Rugby guru shows why the Boks may not trouble Australia as much as the All Blacks did
By Rugby Onslaught

Rugby guru shows why the Boks may not trouble Australia as much as the All Blacks did

The challenges keep coming thick and fast for Australia at the moment, as they move straight from a 3-0 Bledisloe Cup series loss against the All Blacks to a double header with the reigning world champions South Africa.

Wallabies head coach Dave Rennie will know that it will not get any easier against the Springboks, but their style may mean they do not have as much success as the All Blacks did.
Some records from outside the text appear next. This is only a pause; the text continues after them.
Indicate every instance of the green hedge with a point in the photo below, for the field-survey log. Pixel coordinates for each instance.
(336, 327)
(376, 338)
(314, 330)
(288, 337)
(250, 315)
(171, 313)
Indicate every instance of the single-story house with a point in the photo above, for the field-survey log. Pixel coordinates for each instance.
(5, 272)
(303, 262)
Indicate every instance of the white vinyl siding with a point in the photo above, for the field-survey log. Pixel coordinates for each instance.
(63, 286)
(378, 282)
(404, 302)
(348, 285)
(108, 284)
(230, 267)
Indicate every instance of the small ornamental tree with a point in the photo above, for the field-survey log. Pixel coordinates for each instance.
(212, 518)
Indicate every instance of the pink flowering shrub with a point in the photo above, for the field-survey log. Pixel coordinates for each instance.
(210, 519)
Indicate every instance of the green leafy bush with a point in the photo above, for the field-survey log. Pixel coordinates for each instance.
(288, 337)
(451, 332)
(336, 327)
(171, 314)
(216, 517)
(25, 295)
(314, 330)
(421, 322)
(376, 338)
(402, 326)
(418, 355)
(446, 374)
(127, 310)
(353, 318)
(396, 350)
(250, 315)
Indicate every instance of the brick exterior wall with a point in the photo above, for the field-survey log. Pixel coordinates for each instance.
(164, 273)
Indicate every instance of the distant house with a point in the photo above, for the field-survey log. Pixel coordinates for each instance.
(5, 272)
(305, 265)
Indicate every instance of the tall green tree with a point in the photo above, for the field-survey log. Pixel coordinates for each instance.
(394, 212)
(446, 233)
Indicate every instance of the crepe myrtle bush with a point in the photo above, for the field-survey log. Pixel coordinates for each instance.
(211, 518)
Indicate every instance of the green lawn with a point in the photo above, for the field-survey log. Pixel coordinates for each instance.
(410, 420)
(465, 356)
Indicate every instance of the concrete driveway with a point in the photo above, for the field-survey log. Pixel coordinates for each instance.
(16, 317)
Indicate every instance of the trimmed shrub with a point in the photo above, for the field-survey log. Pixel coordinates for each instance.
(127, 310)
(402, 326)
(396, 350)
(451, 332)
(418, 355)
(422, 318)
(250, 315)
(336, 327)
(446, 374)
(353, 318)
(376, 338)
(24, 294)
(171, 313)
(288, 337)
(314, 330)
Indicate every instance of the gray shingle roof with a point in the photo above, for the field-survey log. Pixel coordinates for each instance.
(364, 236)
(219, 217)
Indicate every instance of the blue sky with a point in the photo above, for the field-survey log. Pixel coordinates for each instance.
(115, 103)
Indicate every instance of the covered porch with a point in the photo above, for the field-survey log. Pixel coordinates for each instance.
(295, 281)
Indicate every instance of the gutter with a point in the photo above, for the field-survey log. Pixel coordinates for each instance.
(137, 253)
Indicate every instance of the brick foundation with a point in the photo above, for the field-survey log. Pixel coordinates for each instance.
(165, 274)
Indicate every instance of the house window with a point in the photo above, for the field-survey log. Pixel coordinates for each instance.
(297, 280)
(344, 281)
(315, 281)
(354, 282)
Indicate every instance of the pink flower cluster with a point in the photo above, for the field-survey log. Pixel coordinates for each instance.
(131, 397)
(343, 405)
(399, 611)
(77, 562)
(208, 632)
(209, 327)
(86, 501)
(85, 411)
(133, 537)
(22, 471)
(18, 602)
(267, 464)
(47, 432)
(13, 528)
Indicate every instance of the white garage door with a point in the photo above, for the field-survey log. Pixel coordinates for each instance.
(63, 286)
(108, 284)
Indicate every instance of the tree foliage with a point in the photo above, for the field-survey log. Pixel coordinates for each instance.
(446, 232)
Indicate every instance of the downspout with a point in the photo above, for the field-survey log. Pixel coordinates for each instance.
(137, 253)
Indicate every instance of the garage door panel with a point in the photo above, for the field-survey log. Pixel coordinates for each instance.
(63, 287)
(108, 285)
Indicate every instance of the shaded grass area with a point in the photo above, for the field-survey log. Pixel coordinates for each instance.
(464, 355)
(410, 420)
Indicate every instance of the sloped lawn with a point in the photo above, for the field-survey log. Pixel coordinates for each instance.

Former South Africa Sevens coach Paul Treu recently highlighted how and where the All Blacks attacked Australia, testing them in the wide channels of the field. He used Will Jordan’s try as an example of how Ian Foster’s side moved the ball from one side of the field to another to attack the Wallabies’ left flank, exploiting a combination of poor positioning and weak tackling. This was by no means the only time this occurred in the match though, as Akira Ioane seemed to be perpetually galloping down the sides of the field.

This is what Treu shared on Twitter:

The Springboks play a far more direct style of rugby than the All Blacks, meaning Australia’s weakness may not be exposed in the same way. Then again, Jacques Nienaber’s side are more than capable of putting width on the ball as well if they want to go down the same route as the All Blacks. On top of that, few teams have been able to stop the Springboks in recent years regardless of whether they play with width or not.

Australia take on South Africa this Sunday at the Cbus Super Stadium and will be seeking to haul themselves from the foot of the Rugby Championship table. Their chances of winning the Championship are very slim indeed and would be all but over should they lose to the Boks.